A human-centred treatment of this kind should not only look at the patient’s deficiencies but of course at his or her resources as well. This would also require the development of a new aesthetic in psychiatry, to create an appropriate basis for a therapeutic process of this kind. Particularly helpful in this respect is the work of social aesthetics published in recent years. A. Berleant, one of the fathers of social aesthetics, wrote in a seminal article in 2005: “Social aesthetics is … an aesthetic of the situation. … Like every aesthetic order, social aesthetics is contextual. It is also highly perceptual, for intense perceptual awareness is the foundation of aesthetics. Furthermore factors similar to those in every aesthetic field are at work in social aesthetics, although their specific identity may be different … creative processes are at work in its participants, who emphasize and shape the perceptual features.” The main components of social aesthetics are “full acceptance of others (esteem), heightened perception (perception of all sensuous qualities), freshness and excitement of discovery (fascination), recognition of the uniqueness (person/situation), full personal involvement (engagement/opening), relinquishment of restrictions and exclusivity, abandonment of separateness (places/atmospheres), and mutual responsiveness.”

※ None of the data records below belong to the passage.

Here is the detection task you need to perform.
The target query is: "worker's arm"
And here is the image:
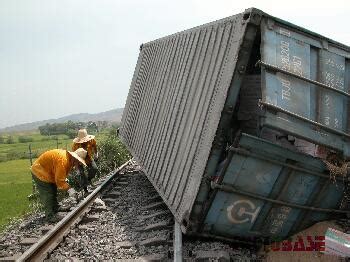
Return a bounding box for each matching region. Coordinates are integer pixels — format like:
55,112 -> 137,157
55,164 -> 69,190
91,139 -> 98,160
72,143 -> 79,151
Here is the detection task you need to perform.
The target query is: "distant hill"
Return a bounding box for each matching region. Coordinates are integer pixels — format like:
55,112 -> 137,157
0,108 -> 123,133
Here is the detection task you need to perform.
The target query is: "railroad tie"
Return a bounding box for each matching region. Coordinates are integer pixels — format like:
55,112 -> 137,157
20,237 -> 39,246
104,191 -> 121,198
38,225 -> 53,235
138,209 -> 170,222
136,220 -> 171,232
139,235 -> 168,247
139,254 -> 167,262
115,241 -> 136,249
147,194 -> 161,202
141,201 -> 165,211
81,214 -> 100,223
116,181 -> 129,187
195,250 -> 230,262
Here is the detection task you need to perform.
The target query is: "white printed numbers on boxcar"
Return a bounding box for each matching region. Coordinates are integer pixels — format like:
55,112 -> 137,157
270,206 -> 292,234
227,199 -> 260,224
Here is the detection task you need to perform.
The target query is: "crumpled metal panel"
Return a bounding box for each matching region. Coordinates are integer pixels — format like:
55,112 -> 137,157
261,18 -> 350,156
120,14 -> 246,222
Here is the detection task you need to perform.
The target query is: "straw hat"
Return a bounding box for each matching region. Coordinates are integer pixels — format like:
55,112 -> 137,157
68,148 -> 87,166
73,129 -> 95,143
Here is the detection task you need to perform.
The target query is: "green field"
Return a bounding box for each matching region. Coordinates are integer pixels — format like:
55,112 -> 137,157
0,132 -> 72,229
0,159 -> 32,228
0,132 -> 72,162
0,131 -> 115,231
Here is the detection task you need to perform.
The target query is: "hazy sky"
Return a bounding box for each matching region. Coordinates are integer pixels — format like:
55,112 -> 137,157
0,0 -> 350,128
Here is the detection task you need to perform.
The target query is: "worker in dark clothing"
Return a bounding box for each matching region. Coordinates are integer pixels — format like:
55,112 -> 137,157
72,129 -> 98,193
31,148 -> 87,222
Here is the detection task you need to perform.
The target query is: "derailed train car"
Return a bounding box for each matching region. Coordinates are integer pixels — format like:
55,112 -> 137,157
120,8 -> 350,242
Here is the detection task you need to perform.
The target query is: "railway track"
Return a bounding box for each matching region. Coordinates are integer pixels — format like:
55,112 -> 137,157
0,162 -> 254,261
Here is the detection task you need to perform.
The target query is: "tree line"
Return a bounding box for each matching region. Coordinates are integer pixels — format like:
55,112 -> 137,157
39,121 -> 108,138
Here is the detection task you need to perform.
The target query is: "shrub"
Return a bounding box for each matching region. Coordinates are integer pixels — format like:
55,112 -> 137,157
18,136 -> 33,143
66,129 -> 78,139
6,136 -> 15,144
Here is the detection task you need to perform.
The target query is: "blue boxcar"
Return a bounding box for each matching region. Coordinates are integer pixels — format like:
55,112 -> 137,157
120,8 -> 350,242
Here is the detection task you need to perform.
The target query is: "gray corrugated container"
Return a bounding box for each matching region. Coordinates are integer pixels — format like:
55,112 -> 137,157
120,9 -> 350,242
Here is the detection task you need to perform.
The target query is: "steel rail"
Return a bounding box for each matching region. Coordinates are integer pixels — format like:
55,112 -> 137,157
174,220 -> 183,262
17,160 -> 131,261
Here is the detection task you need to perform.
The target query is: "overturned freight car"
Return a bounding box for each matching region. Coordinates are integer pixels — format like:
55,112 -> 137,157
120,9 -> 350,242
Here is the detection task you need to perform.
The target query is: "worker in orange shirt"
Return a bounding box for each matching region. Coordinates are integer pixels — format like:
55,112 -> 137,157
72,129 -> 98,193
31,148 -> 87,222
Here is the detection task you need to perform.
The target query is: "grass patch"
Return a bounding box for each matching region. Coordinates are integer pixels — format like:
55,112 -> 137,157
0,159 -> 32,229
0,133 -> 72,162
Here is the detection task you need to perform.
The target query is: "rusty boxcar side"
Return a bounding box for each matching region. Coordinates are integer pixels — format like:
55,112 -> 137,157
120,8 -> 350,242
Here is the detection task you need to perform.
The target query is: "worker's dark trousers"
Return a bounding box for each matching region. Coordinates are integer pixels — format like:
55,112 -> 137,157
79,160 -> 98,187
32,174 -> 58,220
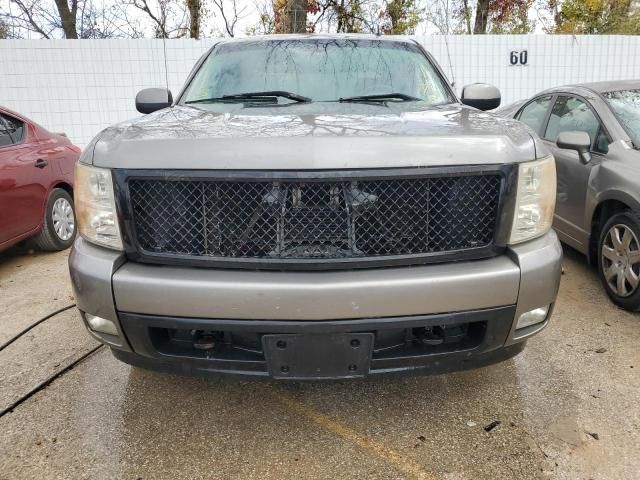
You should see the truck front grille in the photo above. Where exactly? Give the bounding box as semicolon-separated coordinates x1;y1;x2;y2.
122;172;502;270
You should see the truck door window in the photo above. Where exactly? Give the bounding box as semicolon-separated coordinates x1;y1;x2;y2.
544;96;601;150
517;95;551;133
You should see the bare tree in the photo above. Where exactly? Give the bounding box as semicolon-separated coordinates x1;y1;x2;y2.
185;0;203;38
246;0;276;35
211;0;247;37
0;0;131;38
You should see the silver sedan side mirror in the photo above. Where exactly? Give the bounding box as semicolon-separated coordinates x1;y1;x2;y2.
556;131;591;164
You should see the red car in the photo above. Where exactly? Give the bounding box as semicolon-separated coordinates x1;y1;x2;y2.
0;107;80;251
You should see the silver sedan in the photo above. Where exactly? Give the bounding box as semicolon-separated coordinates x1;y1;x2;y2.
497;80;640;311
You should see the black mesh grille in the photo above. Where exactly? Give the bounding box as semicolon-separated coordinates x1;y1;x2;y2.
129;174;501;259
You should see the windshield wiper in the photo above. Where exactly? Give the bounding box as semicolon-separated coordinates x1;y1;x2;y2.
338;93;422;103
184;90;311;103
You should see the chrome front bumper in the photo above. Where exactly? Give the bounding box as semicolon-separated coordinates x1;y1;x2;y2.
69;232;562;364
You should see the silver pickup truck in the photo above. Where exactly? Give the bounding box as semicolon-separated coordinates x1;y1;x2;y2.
69;35;562;379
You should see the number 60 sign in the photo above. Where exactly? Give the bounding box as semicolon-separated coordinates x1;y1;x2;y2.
509;50;529;66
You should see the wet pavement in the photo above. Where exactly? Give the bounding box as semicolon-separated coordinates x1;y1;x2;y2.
0;249;640;480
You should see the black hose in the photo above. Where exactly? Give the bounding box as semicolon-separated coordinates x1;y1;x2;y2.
0;303;76;352
0;344;104;418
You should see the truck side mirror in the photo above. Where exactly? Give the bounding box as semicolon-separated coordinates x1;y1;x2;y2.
460;83;501;110
136;88;173;113
556;131;591;164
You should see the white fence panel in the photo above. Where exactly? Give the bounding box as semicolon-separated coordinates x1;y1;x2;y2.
0;35;640;146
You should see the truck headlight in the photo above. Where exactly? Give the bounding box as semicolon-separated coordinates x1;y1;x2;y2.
509;155;556;244
74;162;123;250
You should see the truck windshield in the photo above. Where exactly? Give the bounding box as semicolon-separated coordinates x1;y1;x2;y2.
182;39;454;105
602;89;640;148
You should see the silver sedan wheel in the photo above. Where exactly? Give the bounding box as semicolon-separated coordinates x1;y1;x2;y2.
602;224;640;297
51;198;76;242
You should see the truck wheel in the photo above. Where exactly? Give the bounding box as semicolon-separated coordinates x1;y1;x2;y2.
33;188;76;251
598;211;640;311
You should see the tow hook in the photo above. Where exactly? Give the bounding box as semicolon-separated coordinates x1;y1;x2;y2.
193;331;216;350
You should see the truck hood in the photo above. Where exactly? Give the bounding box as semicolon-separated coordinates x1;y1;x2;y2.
88;102;541;170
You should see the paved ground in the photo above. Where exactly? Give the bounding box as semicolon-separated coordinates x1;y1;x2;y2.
0;249;640;480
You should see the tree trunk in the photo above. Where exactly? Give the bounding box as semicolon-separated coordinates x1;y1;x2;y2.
462;0;471;35
55;0;78;38
187;0;202;38
473;0;489;34
287;0;308;33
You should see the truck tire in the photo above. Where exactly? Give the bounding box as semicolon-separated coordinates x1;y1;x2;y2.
598;210;640;312
33;188;76;251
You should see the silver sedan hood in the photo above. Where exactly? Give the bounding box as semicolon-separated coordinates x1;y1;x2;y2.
89;102;542;170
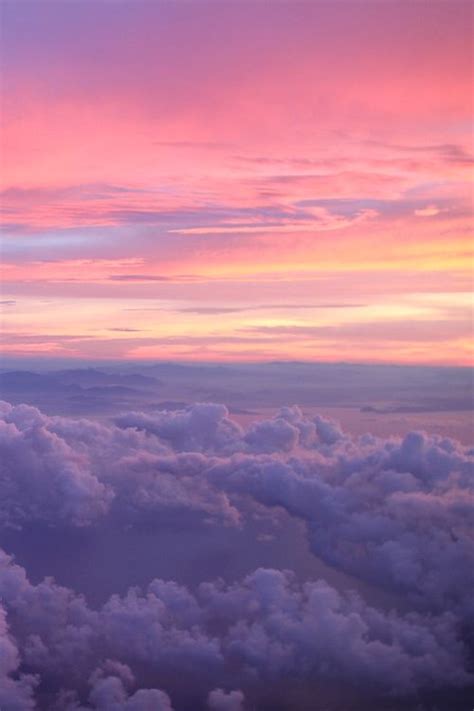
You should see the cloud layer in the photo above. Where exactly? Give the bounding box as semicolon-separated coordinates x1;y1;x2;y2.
0;403;474;711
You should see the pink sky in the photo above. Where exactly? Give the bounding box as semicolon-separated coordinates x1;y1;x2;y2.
0;0;473;364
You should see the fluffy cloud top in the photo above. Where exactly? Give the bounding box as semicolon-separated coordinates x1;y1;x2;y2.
0;404;474;711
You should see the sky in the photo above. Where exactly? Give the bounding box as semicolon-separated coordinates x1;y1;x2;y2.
0;0;473;365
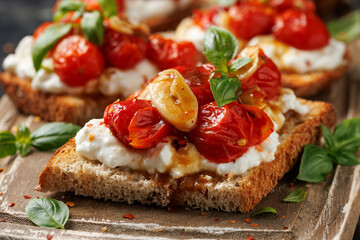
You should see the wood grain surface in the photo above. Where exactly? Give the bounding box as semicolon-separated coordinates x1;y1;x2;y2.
0;41;360;240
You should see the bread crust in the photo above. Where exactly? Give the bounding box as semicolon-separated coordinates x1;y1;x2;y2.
0;72;117;125
38;100;336;212
281;49;351;97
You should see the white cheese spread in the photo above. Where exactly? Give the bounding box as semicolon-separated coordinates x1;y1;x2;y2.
248;35;346;73
99;60;159;97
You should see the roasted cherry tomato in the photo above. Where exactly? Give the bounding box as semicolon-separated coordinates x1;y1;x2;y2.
269;0;316;12
147;34;201;70
189;102;274;163
102;28;147;69
128;107;170;149
273;9;330;50
53;35;104;87
241;50;281;100
33;22;52;41
175;66;214;106
104;100;152;145
193;7;221;30
229;2;275;40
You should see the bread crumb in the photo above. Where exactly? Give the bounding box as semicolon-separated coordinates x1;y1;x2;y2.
65;202;75;207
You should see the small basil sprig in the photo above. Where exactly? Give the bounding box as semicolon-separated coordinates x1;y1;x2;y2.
81;11;104;46
297;118;360;183
203;26;253;107
327;10;360;43
283;188;307;203
251;207;277;217
0;122;81;158
25;197;69;229
98;0;118;18
53;0;86;22
32;24;71;71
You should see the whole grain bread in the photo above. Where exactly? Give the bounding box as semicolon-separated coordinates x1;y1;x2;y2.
38;99;336;212
0;72;117;125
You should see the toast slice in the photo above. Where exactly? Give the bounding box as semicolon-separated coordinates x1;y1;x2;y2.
38;99;336;212
0;72;117;125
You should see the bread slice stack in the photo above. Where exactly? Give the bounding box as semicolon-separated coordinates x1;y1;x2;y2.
38;99;336;213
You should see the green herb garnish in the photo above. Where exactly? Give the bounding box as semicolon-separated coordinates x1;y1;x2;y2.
297;118;360;183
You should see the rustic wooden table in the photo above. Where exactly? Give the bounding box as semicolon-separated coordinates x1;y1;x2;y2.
0;0;360;239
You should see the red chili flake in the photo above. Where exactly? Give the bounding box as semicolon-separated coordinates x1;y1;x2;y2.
123;213;135;219
245;218;252;223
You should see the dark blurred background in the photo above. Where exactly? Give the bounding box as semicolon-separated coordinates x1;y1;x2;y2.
0;0;360;240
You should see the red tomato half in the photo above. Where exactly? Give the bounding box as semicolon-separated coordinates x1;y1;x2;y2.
273;9;330;50
175;66;214;106
53;35;104;87
104;100;152;145
229;2;274;40
189;102;274;163
193;7;221;30
128;107;171;149
102;28;147;69
241;50;281;100
147;34;201;70
269;0;316;12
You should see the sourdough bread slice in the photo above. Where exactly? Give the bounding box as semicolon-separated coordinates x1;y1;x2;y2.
38;99;336;212
0;72;117;125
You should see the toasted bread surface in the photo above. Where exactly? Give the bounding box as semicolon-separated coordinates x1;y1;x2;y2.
0;72;116;125
38;100;336;212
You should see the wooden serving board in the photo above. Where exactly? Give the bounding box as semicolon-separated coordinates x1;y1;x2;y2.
0;41;360;240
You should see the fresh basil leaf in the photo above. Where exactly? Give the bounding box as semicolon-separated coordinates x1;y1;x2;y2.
53;0;86;22
204;26;238;72
209;75;241;107
321;125;336;153
31;122;81;151
32;24;71;71
98;0;117;18
81;11;104;46
251;207;277;217
15;124;31;157
0;131;17;158
334;118;360;153
331;151;360;166
297;144;333;183
327;10;360;43
229;57;254;72
283;189;307;203
25;197;69;229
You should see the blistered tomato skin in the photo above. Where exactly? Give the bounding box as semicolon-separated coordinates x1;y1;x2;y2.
147;34;201;70
175;66;214;106
241;50;281;100
188;102;274;163
104;100;152;146
272;9;330;50
102;28;147;69
228;2;274;40
53;35;104;87
128;107;171;149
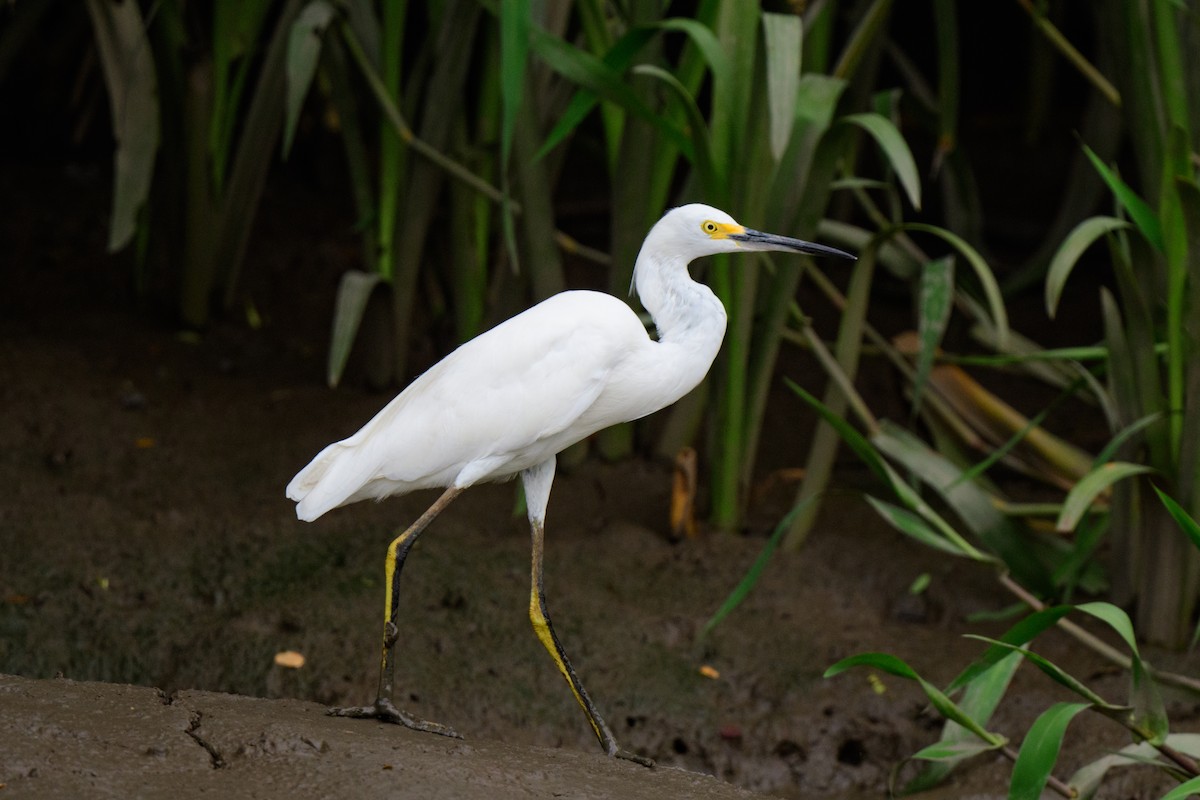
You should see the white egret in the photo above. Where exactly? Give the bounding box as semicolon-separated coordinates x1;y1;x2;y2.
287;204;853;763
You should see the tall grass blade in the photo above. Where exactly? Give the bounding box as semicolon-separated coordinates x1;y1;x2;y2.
841;114;920;211
784;378;892;486
824;652;1006;747
500;0;532;169
946;606;1070;692
1045;217;1133;319
866;495;970;558
1159;777;1200;800
1068;733;1200;800
1084;144;1163;251
1153;486;1200;548
209;0;271;193
283;0;336;157
697;498;816;640
1076;602;1168;744
88;0;158;252
325;270;383;389
898;222;1008;349
534;28;655;160
966;633;1129;714
1008;703;1090;800
530;25;694;161
912;255;954;413
904;652;1021;795
762;12;804;161
871;422;1050;588
1055;462;1154;533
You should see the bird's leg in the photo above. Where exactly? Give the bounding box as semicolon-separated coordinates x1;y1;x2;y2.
522;459;654;766
328;487;463;739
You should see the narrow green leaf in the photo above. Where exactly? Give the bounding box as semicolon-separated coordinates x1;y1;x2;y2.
530;25;695;161
1045;217;1133;319
1096;411;1161;465
946;606;1070;692
966;633;1129;712
634;64;718;192
904;652;1021;795
762;12;804;162
1154;486;1200;547
899;222;1008;349
1055;461;1154;533
1075;602;1140;657
283;0;335;157
534;28;655;161
784;378;892;486
1159;777;1200;800
905;728;1000;762
1084;144;1163;252
500;0;530;164
1076;602;1168;744
823;652;920;680
824;652;1006;746
88;0;158;252
839;113;920;211
871;421;1049;587
697;498;816;639
1008;703;1090;800
1067;733;1200;800
326;270;383;387
866;495;968;557
912;255;954;410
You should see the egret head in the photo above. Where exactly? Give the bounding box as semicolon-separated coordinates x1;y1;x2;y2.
647;203;854;261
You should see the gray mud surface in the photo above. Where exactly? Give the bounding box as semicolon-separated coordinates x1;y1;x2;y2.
0;165;1200;800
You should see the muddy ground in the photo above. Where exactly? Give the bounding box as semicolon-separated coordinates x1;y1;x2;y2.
0;159;1200;800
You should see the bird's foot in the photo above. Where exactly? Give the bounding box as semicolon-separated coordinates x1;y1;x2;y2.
612;750;654;769
325;697;462;739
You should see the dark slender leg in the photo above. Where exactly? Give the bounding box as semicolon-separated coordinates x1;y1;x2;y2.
522;459;654;766
326;487;462;739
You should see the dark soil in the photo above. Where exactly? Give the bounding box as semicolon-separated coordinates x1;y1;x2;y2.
0;159;1200;799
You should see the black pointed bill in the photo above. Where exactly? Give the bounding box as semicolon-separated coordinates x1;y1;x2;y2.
727;228;858;260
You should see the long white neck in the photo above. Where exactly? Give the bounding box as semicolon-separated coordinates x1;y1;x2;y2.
634;247;726;362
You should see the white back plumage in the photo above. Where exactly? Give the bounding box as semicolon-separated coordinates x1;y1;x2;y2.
287;205;796;521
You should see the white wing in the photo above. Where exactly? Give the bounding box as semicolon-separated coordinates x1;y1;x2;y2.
288;291;656;519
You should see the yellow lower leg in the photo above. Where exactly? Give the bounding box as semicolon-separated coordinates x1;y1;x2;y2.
529;522;654;766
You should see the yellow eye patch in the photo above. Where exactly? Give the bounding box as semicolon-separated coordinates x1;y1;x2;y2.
700;219;745;239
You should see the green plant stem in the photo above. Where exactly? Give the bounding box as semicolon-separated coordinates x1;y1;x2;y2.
1000;745;1079;800
1016;0;1121;108
1000;573;1200;695
342;20;611;265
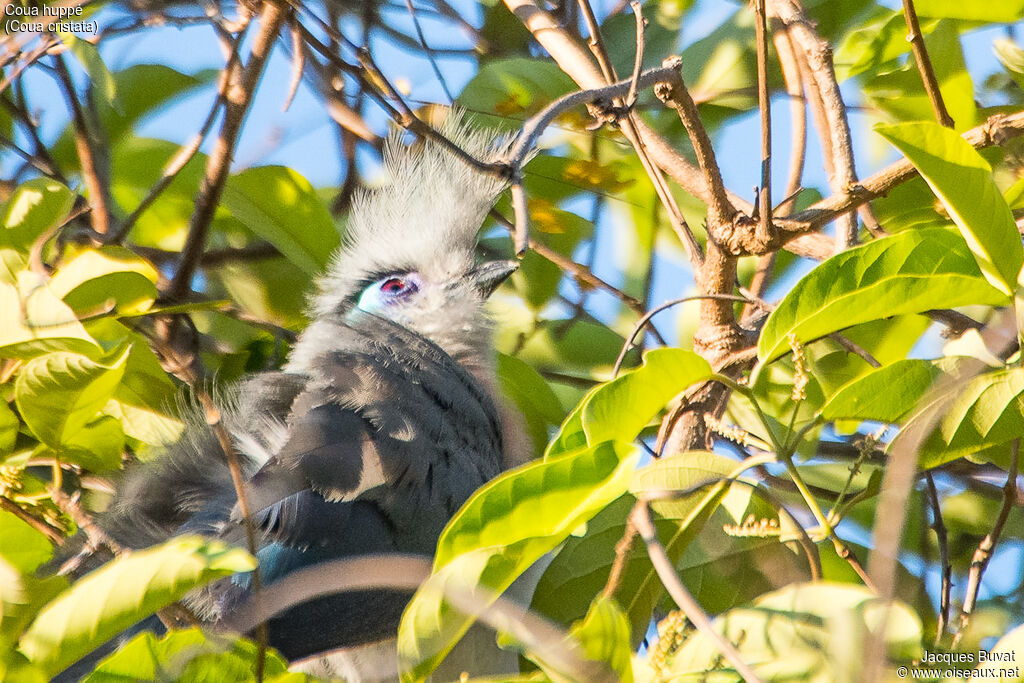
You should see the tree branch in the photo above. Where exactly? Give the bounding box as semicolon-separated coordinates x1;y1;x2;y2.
168;0;286;298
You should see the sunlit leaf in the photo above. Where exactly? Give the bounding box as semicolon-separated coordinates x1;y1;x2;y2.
909;368;1024;469
821;359;941;424
758;228;1007;362
19;537;255;674
0;270;99;358
222;166;340;274
49;246;160;315
14;348;129;458
0;510;53;573
84;629;294;683
546;348;712;458
0;178;75;252
876;122;1024;294
658;582;923;681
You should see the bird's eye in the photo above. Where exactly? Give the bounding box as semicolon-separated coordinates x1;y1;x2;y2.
381;278;407;296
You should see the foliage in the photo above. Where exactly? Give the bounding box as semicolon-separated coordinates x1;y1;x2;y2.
0;0;1024;681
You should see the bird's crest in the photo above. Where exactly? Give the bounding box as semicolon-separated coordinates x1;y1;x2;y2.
312;112;509;315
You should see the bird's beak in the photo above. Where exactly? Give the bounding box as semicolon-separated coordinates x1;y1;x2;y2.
469;261;519;298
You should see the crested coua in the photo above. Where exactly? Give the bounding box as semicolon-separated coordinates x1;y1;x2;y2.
92;115;525;679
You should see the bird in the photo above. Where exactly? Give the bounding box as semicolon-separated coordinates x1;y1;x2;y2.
87;112;531;673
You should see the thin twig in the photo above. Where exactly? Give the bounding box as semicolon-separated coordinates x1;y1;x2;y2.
601;515;637;598
630;499;761;683
168;0;286;298
766;0;857;251
54;55;113;236
925;472;953;645
952;438;1021;648
654;57;736;232
106;71;231;244
406;0;455;104
281;14;306;112
754;0;772;234
578;0;618;83
611;294;756;378
772;31;807;213
626;0;647;110
903;0;953;128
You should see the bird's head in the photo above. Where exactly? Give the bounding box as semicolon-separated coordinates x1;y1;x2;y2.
293;114;517;368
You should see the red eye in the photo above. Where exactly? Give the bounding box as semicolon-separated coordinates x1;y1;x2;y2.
381;278;408;294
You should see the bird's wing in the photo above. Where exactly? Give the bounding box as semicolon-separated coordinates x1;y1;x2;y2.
234;322;501;549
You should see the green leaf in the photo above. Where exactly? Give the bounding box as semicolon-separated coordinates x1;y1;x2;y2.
14;348;129;456
84;629;292;683
820;358;941;424
58;31;120;109
909;368;1024;469
835;11;934;82
111;135;208;251
0;510;53;573
0;400;22;463
0;270;99;358
545;348;712;458
864;22;979;131
975;624;1024;680
19;537;256;674
569;595;633;683
658;582;923;681
89;318;184;445
0;648;49;683
498;353;565;454
50;247;160;315
876;122;1024;294
758;228;1008;362
222;166;340;275
0;178;75;253
583;348;712;443
398;442;638;681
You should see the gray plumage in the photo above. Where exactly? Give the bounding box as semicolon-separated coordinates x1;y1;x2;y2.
94;116;525;675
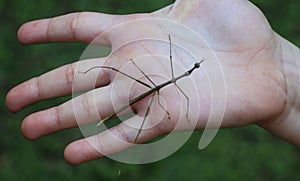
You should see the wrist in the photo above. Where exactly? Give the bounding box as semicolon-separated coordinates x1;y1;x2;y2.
258;33;300;147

A social aesthetic for psychiatry, which has already begun but must be further developed, has the task of cultivating interaction between the patient and the therapist – in particular the initial contact, which is so important for the further progress of treatments – to fill empty rituals and modes of behaviour in the therapeutic setting with humanity, to create a fruitful atmosphere in the treatment room and to incorporate genuine friendliness in the day-to-day hospital environment, to deconstruct barriers and to open up boundaries and to facilitate enjoyable situations and relationships despite the suffering caused by illness in order to open to the patient aesthetically agreeable perspectives for the future. Treatment options and forms of therapy that have been and can continue to be developed from such a social aesthetic do not, as in evidence-based medicine, put the disease construct at the centre of the diagnostic and therapeutic interest, but have as their primary aim reopening the possibility of a largely autonomous and joyful life for the patient. A humanistic therapy approach of this kind, in which the person once again becomes the measure of all things, can only be realised in clinical practice via multidimensional diagnosis methods and treatment within the scope of inter-disciplinary cooperation.
- Fulford B., Sadler J., Stanghellini G., Morris K. Nature and Narrative. International perspectives in philosophy and psychiatry. Oxford: Oxford University Press, 2003.
- Berleant A. Ideas for a Social Aesthetic. In: Light A, Smith JM (eds). The Aesthetics of Everyday Life. New York: Columbia University Press, 2005.